AC Automata related :
$fail$ Trees :
$fail$ The longest tree is $border$ Relationships form father son relationships , We define the string corresponding to a node as the path from the root to the node .
For any non root node $x$, set $y = fa_{x}$, that $y$ The corresponding string is $x$ The longest of the corresponding string $border$, That is to say, if the main string can go to $x$, There must be a substring in the parent string corresponding to $y$, And it is a suffix that matches the current parent string to the current position .
Find the number of times each mode string appears in the parent string :
This is supposed to be AC The most basic problem of automata .
Run the string on the automaton , Obviously, all the visited nodes are substrings of the parent string , But there may be more than one pattern string suffixed by the current matching position , And all of it $border$. A good property is ,$fail$ The ancestor chain of a node in the tree exactly corresponds to all of the nodes $border$. We use it $cnt_{i}$ Express $i$ The number of valid nodes in the ancestor chain of a point , So just match to a node every time $x$ when , It's $cnt_{x}$ Add in the contribution .
If you want to support dynamic addition and subtraction mode string , Because modifying the validity of a node will only affect all nodes in its subtree , Just maintain it $Dfs$ The information in the order is enough .
AC On automata $Dp$ problem
Usually , This kind of $Dp$ The data range of the problem is small , The basic routine of design state usually has two dimensions , One dimension is where the parent string matches , One dimension is the position on the automata , Transfers are basically enumeration characters .

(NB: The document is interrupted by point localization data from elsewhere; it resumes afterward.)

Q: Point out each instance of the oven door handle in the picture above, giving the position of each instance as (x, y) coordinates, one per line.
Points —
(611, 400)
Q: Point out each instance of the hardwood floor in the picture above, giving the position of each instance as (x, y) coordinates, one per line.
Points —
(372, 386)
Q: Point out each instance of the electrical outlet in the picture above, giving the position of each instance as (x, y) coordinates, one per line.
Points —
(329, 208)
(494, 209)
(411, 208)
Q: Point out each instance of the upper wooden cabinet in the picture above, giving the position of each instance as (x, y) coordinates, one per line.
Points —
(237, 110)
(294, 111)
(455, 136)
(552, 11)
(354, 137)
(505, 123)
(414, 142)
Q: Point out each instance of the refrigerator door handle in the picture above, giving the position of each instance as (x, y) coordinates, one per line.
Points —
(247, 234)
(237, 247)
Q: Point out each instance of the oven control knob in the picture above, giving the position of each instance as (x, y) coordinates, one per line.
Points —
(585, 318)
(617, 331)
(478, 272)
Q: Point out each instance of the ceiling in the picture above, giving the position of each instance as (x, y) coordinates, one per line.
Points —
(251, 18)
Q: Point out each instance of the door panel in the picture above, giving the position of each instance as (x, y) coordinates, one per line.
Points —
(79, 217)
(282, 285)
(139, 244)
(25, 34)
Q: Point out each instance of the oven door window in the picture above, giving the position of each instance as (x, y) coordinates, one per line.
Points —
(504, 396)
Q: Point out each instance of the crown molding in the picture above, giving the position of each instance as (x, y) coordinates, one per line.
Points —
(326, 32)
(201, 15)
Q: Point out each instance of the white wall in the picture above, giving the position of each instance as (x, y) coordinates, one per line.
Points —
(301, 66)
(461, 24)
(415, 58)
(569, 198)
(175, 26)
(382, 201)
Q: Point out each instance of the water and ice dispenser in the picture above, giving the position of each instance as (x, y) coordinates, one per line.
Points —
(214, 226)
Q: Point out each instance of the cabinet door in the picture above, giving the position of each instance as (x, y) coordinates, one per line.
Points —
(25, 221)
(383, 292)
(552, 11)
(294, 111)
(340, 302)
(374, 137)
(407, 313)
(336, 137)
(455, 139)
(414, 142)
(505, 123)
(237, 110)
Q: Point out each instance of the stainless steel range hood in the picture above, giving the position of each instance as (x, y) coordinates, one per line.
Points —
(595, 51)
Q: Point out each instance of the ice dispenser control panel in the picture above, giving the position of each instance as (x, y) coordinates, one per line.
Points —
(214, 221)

$\star$ A simple example , Is to give a number $n$ and $m$ A string , The length of the question is $n$ How many strings satisfy this $m$ Each string is its substring . Topic link
because $m$ A very small , We just press it up , Indicates which substrings are included in the corresponding string of the node ,$Dp$ There are two ways ,$Dfs$ and $Bfs$ Fine , If $Dfs$ The meaning of state is usually expressed as the number of schemes from the current state to the end state .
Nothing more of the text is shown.